Hacker News new | ask | show | jobs
by maceurt 2670 days ago
Yes, this could be cool does not seem too simple or too hard.

On a related note a lot of different comments seem to be mentioning scraping some sort of data from a website on a continual basis. Would I just create a script that is attached to an extra worker that would send its data to the actual database that would in turn be read by the web server? Or would I want to just have the web server itself get the data and write to the database?

1 comments

A couple of years ago I wrote a feed reader which would check every hour for new items in a few hundreds feeds. This script was running on a $5/mo server(initially it ran of an old laptop I had for easier debugging) and it would post the the new data to the database located on the website server. So I was using two machines, one for the crawler and one for the website, and two databases too I think. The one for the feed crawler was very simple with only the list of urls and the latest item url, so I don't show it again. That was the theory, at least, feeds are a bit more complicated in real life.
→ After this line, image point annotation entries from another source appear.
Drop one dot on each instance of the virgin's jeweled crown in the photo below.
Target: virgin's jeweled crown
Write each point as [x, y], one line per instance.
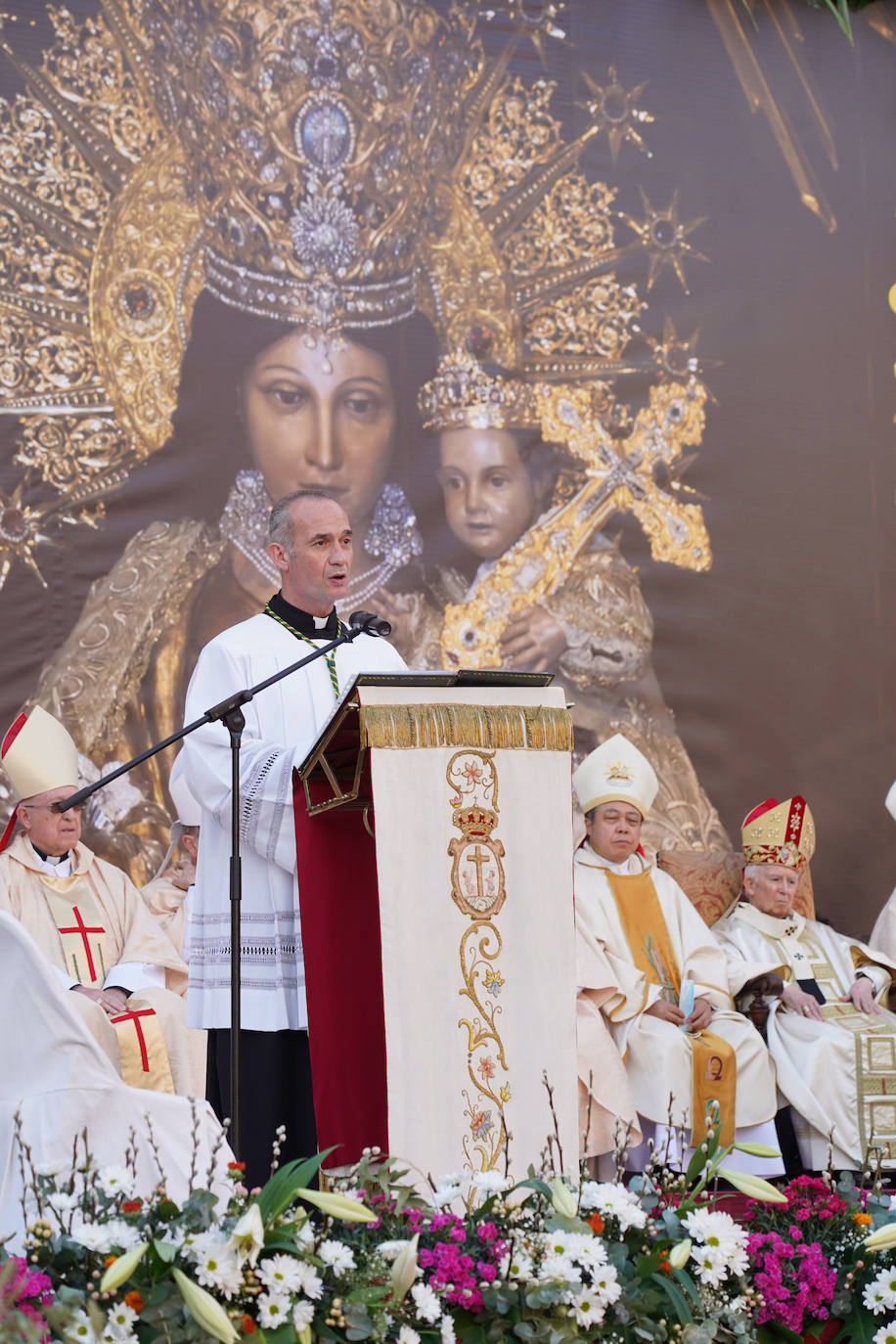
[313, 133]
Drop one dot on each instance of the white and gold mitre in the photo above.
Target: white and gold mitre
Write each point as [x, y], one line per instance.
[313, 135]
[780, 832]
[465, 395]
[38, 754]
[615, 772]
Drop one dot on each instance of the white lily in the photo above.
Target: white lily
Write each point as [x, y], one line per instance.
[338, 1206]
[758, 1149]
[561, 1197]
[122, 1268]
[881, 1239]
[203, 1308]
[752, 1186]
[405, 1269]
[247, 1236]
[680, 1253]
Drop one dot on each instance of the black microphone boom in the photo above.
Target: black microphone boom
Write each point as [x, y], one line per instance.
[370, 624]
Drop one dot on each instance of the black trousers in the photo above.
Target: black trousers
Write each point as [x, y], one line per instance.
[276, 1091]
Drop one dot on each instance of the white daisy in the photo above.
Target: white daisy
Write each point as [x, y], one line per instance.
[880, 1294]
[338, 1257]
[559, 1268]
[606, 1283]
[302, 1315]
[93, 1236]
[119, 1322]
[218, 1266]
[615, 1200]
[281, 1273]
[426, 1300]
[312, 1285]
[517, 1265]
[81, 1328]
[274, 1309]
[115, 1181]
[587, 1307]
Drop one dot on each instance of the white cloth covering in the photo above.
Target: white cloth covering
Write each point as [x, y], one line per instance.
[838, 1075]
[55, 1075]
[283, 723]
[655, 1053]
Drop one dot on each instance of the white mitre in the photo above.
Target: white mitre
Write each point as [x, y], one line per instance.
[615, 772]
[38, 754]
[187, 811]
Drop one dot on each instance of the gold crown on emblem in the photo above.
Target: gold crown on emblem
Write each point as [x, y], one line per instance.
[464, 395]
[312, 133]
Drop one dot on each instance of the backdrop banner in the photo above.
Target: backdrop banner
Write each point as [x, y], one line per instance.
[580, 312]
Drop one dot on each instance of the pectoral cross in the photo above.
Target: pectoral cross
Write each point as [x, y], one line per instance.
[83, 930]
[133, 1015]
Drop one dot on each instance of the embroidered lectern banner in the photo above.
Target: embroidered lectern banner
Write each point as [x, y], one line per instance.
[473, 843]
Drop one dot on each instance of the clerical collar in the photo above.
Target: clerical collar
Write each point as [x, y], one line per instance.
[312, 626]
[49, 858]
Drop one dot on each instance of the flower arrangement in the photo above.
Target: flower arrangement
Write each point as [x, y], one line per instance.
[812, 1260]
[475, 1260]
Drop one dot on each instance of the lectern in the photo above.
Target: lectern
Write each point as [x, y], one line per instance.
[434, 840]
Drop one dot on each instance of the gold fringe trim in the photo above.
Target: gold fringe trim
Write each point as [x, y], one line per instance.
[514, 728]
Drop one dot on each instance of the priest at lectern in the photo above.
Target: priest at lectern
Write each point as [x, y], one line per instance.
[310, 543]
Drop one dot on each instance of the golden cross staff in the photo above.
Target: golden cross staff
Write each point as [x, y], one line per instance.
[621, 476]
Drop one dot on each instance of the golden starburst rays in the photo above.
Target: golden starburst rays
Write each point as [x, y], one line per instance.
[24, 527]
[612, 109]
[665, 238]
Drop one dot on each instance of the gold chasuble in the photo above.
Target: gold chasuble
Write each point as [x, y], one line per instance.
[141, 1048]
[713, 1062]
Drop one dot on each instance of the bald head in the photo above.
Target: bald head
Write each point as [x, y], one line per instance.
[312, 547]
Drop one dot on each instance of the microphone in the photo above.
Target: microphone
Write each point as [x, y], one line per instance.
[370, 624]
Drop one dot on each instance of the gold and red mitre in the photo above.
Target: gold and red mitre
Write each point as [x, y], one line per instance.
[780, 832]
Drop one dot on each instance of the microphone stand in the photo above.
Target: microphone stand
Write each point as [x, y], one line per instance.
[231, 715]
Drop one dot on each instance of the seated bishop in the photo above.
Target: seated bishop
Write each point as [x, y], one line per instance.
[122, 973]
[688, 1053]
[833, 1045]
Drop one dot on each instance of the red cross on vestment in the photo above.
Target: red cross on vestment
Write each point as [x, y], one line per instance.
[132, 1015]
[83, 930]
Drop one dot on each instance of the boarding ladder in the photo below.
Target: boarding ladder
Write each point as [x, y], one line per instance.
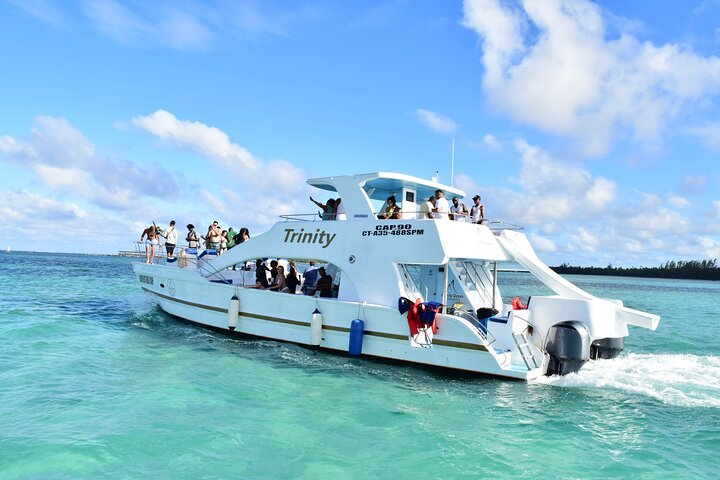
[525, 349]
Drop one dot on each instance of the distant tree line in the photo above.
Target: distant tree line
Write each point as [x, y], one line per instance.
[691, 269]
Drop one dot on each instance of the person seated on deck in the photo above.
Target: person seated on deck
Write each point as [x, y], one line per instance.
[279, 282]
[426, 208]
[310, 279]
[242, 236]
[392, 211]
[150, 243]
[260, 276]
[273, 271]
[291, 281]
[324, 284]
[328, 209]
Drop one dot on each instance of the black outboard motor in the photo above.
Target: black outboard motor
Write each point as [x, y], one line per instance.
[607, 348]
[568, 344]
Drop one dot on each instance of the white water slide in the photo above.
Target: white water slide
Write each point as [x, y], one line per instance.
[518, 247]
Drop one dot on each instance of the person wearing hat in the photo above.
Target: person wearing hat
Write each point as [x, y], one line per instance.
[477, 212]
[442, 207]
[427, 207]
[458, 211]
[192, 236]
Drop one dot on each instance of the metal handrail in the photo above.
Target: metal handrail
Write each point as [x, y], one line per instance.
[499, 225]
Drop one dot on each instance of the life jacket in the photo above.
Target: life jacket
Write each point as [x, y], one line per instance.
[517, 304]
[420, 314]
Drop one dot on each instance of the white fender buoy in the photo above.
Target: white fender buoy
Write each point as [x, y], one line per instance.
[233, 311]
[316, 328]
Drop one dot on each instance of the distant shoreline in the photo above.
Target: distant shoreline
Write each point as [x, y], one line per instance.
[690, 270]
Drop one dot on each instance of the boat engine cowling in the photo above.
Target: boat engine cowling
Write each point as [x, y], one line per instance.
[607, 348]
[568, 344]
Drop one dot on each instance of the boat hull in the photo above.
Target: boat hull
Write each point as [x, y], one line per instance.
[279, 316]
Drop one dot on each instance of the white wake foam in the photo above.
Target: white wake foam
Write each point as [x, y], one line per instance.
[683, 380]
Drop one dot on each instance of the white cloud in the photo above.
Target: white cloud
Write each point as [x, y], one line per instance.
[678, 201]
[216, 145]
[156, 24]
[193, 24]
[27, 218]
[550, 64]
[435, 122]
[584, 240]
[66, 162]
[553, 191]
[571, 215]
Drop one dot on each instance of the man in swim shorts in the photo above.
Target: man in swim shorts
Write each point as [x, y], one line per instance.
[150, 242]
[214, 234]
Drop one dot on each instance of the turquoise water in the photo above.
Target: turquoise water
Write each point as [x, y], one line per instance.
[97, 382]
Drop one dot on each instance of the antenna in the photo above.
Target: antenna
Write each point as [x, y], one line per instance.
[452, 165]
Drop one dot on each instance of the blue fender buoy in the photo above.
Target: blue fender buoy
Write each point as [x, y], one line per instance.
[356, 333]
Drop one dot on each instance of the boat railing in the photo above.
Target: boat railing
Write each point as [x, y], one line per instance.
[497, 226]
[494, 225]
[302, 217]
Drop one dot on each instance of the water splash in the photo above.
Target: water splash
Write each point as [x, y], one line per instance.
[682, 380]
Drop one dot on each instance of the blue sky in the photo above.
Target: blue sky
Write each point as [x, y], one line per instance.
[594, 125]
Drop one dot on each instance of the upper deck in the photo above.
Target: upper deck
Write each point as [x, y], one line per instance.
[363, 194]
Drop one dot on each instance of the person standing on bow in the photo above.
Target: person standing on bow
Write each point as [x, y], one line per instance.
[477, 211]
[214, 236]
[426, 208]
[442, 207]
[392, 211]
[150, 242]
[170, 239]
[458, 211]
[192, 236]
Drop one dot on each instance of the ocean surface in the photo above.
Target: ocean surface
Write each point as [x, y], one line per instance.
[97, 382]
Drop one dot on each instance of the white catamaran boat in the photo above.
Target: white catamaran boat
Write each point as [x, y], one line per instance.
[386, 275]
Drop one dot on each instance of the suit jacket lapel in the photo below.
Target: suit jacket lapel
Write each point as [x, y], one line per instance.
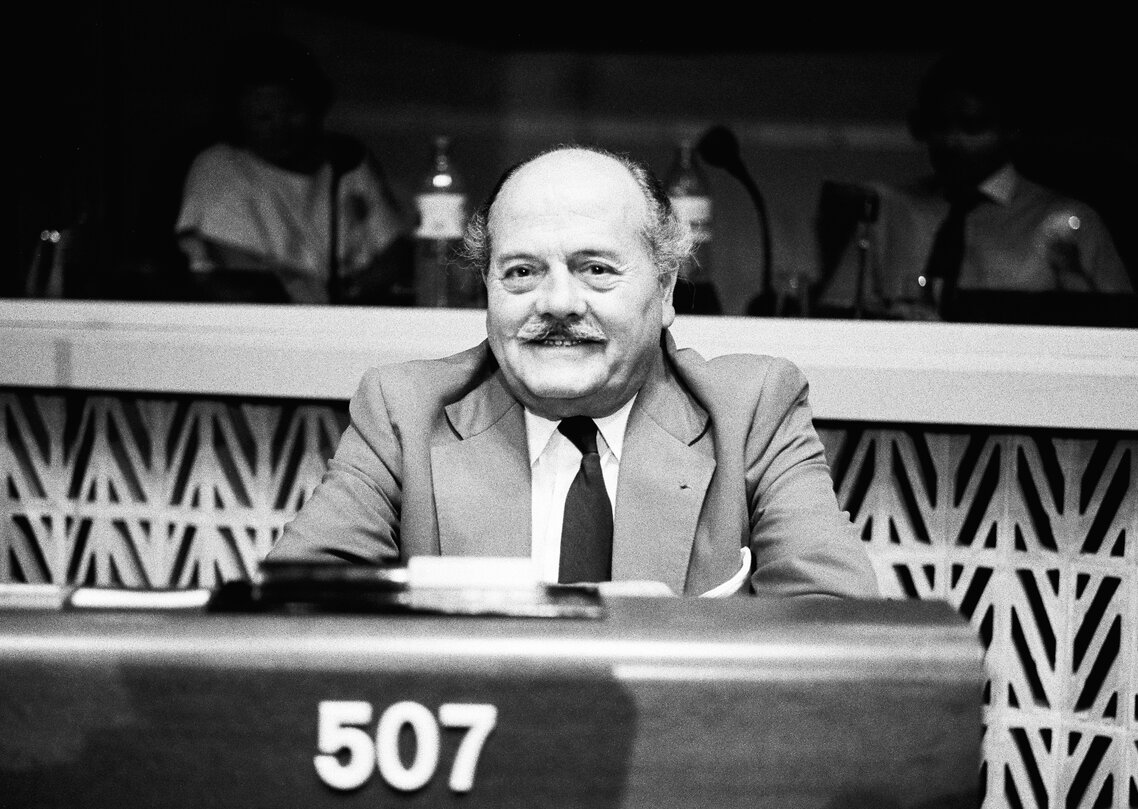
[481, 481]
[664, 480]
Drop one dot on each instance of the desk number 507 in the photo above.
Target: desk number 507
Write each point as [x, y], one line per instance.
[338, 732]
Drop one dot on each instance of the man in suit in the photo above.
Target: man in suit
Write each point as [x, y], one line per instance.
[703, 462]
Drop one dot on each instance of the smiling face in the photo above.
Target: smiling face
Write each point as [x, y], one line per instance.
[575, 304]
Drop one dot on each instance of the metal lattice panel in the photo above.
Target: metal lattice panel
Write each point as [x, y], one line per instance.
[1030, 535]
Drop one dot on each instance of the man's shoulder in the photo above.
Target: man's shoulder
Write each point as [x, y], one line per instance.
[433, 378]
[730, 374]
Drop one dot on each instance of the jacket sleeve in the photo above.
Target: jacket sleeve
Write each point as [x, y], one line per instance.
[354, 511]
[802, 542]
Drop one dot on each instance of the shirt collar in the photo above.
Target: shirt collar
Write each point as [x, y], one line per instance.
[539, 430]
[999, 187]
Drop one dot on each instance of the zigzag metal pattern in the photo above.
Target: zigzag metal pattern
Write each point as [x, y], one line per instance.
[153, 493]
[1031, 536]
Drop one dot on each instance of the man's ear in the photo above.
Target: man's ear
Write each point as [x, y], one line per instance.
[667, 305]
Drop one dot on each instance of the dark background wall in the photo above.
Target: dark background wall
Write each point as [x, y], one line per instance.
[114, 98]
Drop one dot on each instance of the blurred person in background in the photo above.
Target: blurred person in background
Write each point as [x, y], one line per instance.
[281, 211]
[974, 222]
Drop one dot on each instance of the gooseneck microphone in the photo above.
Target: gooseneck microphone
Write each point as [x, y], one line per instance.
[718, 147]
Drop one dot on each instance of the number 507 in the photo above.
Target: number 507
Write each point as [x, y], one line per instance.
[339, 731]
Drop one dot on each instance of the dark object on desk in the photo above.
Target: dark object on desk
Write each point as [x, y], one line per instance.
[669, 702]
[1046, 308]
[846, 212]
[241, 287]
[302, 587]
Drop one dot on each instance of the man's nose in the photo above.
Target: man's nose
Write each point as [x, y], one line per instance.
[560, 294]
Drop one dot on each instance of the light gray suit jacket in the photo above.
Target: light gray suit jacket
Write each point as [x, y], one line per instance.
[718, 455]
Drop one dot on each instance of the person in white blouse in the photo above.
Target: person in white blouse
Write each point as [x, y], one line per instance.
[280, 209]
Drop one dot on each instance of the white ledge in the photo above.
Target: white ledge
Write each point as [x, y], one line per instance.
[934, 373]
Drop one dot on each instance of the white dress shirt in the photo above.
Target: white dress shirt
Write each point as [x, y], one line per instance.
[553, 463]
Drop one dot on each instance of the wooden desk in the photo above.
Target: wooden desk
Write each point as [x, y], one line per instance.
[662, 702]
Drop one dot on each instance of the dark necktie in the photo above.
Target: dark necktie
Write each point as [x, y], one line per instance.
[948, 250]
[586, 531]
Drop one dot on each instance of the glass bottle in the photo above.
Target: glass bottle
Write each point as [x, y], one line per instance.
[691, 198]
[443, 209]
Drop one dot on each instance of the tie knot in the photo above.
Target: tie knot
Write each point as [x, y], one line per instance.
[963, 200]
[582, 431]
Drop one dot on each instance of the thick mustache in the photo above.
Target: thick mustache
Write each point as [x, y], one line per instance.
[559, 330]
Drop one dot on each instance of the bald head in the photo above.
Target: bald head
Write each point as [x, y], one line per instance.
[576, 290]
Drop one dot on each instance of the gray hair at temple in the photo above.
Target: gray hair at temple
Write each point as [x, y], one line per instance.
[667, 237]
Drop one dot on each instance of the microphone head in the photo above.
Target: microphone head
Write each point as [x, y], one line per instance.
[719, 147]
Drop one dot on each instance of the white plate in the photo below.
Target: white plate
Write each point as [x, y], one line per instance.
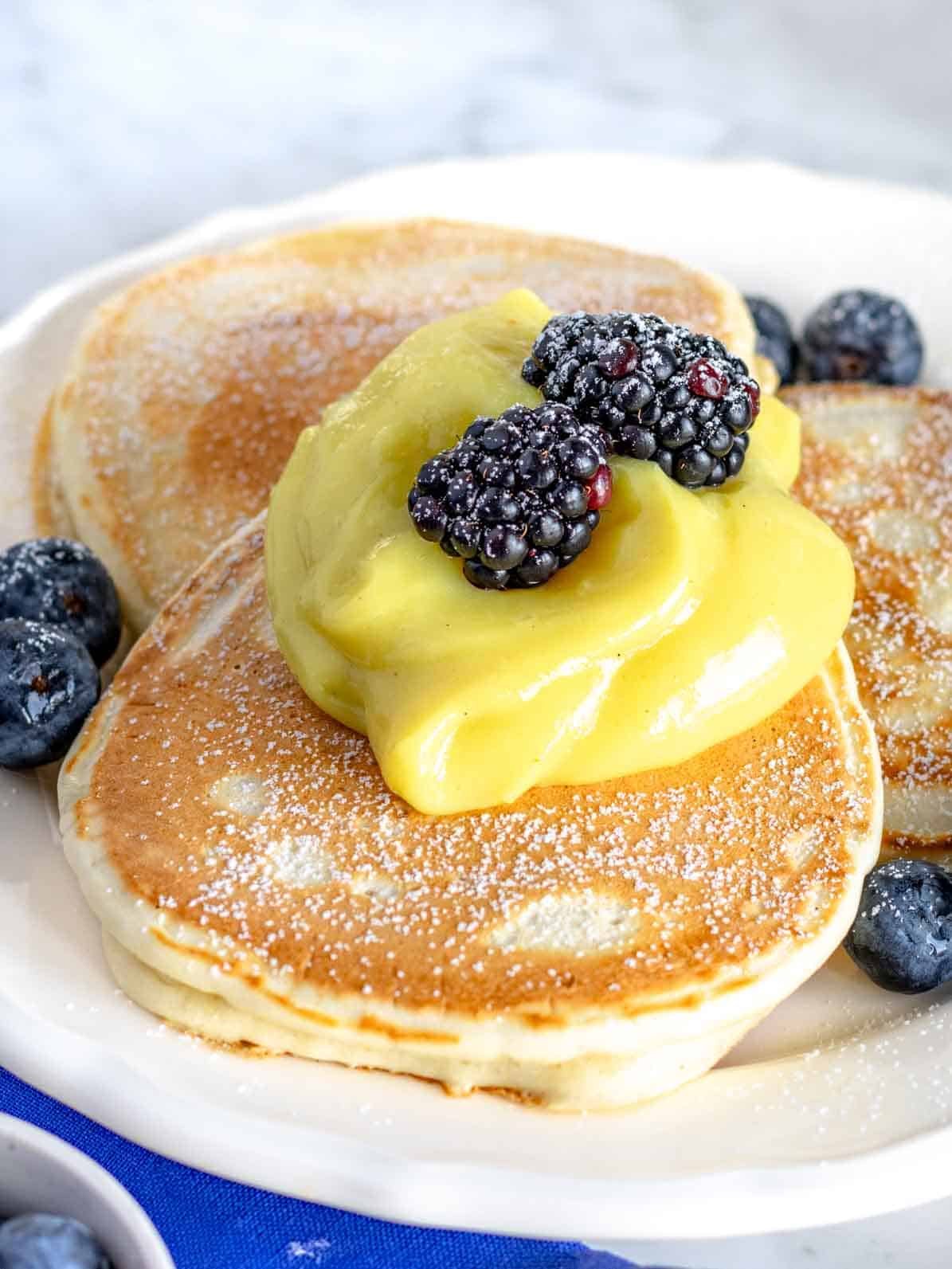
[838, 1106]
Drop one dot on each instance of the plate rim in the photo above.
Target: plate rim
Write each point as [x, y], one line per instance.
[464, 1196]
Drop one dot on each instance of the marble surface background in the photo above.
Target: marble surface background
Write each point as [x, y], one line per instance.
[123, 121]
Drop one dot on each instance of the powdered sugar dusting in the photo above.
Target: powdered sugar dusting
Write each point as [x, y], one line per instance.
[899, 531]
[190, 391]
[650, 882]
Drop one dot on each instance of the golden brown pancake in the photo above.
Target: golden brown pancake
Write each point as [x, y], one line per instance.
[877, 468]
[584, 947]
[187, 391]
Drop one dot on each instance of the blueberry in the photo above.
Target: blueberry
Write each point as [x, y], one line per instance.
[903, 932]
[861, 335]
[64, 584]
[49, 1243]
[774, 338]
[49, 683]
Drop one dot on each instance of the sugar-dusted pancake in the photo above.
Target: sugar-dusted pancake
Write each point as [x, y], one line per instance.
[186, 393]
[583, 947]
[877, 468]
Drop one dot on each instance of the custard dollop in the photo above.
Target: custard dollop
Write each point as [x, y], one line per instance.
[692, 616]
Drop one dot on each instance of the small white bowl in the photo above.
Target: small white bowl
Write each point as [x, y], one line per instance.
[40, 1173]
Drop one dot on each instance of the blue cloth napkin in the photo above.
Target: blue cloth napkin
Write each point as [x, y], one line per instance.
[210, 1224]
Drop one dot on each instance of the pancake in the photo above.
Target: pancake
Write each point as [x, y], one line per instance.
[877, 468]
[584, 947]
[186, 393]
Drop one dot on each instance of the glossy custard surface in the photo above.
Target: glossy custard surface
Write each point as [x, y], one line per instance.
[691, 617]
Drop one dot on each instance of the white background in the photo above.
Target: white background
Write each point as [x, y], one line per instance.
[119, 122]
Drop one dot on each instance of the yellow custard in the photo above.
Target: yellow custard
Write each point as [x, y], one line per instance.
[691, 617]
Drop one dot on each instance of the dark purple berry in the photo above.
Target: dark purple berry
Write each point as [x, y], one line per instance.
[518, 496]
[656, 389]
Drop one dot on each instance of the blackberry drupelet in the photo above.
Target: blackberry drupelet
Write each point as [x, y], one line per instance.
[774, 336]
[862, 336]
[660, 391]
[517, 498]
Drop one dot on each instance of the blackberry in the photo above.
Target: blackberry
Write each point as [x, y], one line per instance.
[517, 498]
[660, 391]
[862, 336]
[774, 338]
[62, 582]
[902, 937]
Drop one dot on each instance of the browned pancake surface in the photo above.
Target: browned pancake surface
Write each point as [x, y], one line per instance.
[193, 385]
[877, 468]
[329, 875]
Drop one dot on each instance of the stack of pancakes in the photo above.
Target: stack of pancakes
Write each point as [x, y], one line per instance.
[256, 879]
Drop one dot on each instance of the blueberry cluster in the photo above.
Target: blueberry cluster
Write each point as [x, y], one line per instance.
[42, 1241]
[660, 391]
[517, 498]
[59, 622]
[902, 935]
[852, 336]
[862, 335]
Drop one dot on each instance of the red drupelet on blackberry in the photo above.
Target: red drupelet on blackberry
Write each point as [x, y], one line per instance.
[517, 498]
[660, 391]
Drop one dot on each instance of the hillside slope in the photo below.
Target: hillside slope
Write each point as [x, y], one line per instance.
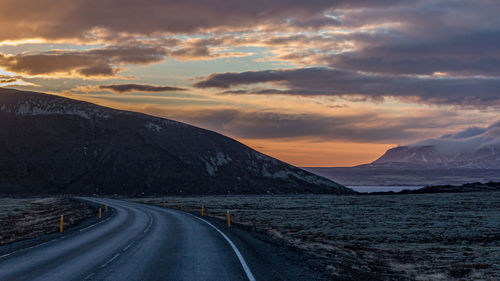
[51, 144]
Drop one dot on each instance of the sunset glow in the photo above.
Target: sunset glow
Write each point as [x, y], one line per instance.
[312, 83]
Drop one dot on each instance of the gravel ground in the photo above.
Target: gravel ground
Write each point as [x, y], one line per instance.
[28, 218]
[413, 237]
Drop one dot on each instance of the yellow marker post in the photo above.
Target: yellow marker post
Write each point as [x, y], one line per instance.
[61, 226]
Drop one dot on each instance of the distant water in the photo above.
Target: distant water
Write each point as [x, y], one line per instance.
[382, 188]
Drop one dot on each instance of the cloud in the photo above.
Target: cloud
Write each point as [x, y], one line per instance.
[123, 88]
[89, 63]
[369, 127]
[478, 92]
[77, 19]
[7, 79]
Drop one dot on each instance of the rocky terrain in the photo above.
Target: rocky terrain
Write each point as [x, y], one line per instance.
[55, 145]
[29, 218]
[468, 187]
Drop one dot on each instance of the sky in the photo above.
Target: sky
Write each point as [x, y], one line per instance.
[312, 83]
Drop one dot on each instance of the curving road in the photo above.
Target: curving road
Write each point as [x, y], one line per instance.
[138, 243]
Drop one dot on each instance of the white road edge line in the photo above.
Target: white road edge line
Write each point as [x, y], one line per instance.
[236, 251]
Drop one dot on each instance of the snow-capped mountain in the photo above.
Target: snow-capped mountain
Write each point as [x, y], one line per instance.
[472, 148]
[51, 144]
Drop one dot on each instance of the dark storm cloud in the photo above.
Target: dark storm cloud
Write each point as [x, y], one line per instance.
[474, 53]
[7, 79]
[123, 88]
[72, 19]
[335, 82]
[95, 62]
[362, 127]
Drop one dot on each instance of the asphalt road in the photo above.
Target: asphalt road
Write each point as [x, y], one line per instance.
[139, 242]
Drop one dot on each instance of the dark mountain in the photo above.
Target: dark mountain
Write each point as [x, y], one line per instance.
[51, 144]
[466, 156]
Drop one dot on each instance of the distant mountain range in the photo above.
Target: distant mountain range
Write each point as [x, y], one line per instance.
[472, 155]
[55, 145]
[475, 148]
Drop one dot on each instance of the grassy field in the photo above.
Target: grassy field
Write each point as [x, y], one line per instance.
[28, 218]
[416, 237]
That's what I did, but I might have had different requirements. If you don't have a lot to crawl and you don't have to do it very often(once a week or less), you can probably space out the requests enough so that the server doesn't feel it. It helps a lot if you use some caching as well for the website itself in this case. I think it depends a lot on the requirements of the project. But using two machines is safer I think, although it might complicate things a bit.

Keep in mind that there's probably better technical advice out there than mine. I'm a hobbyist developer.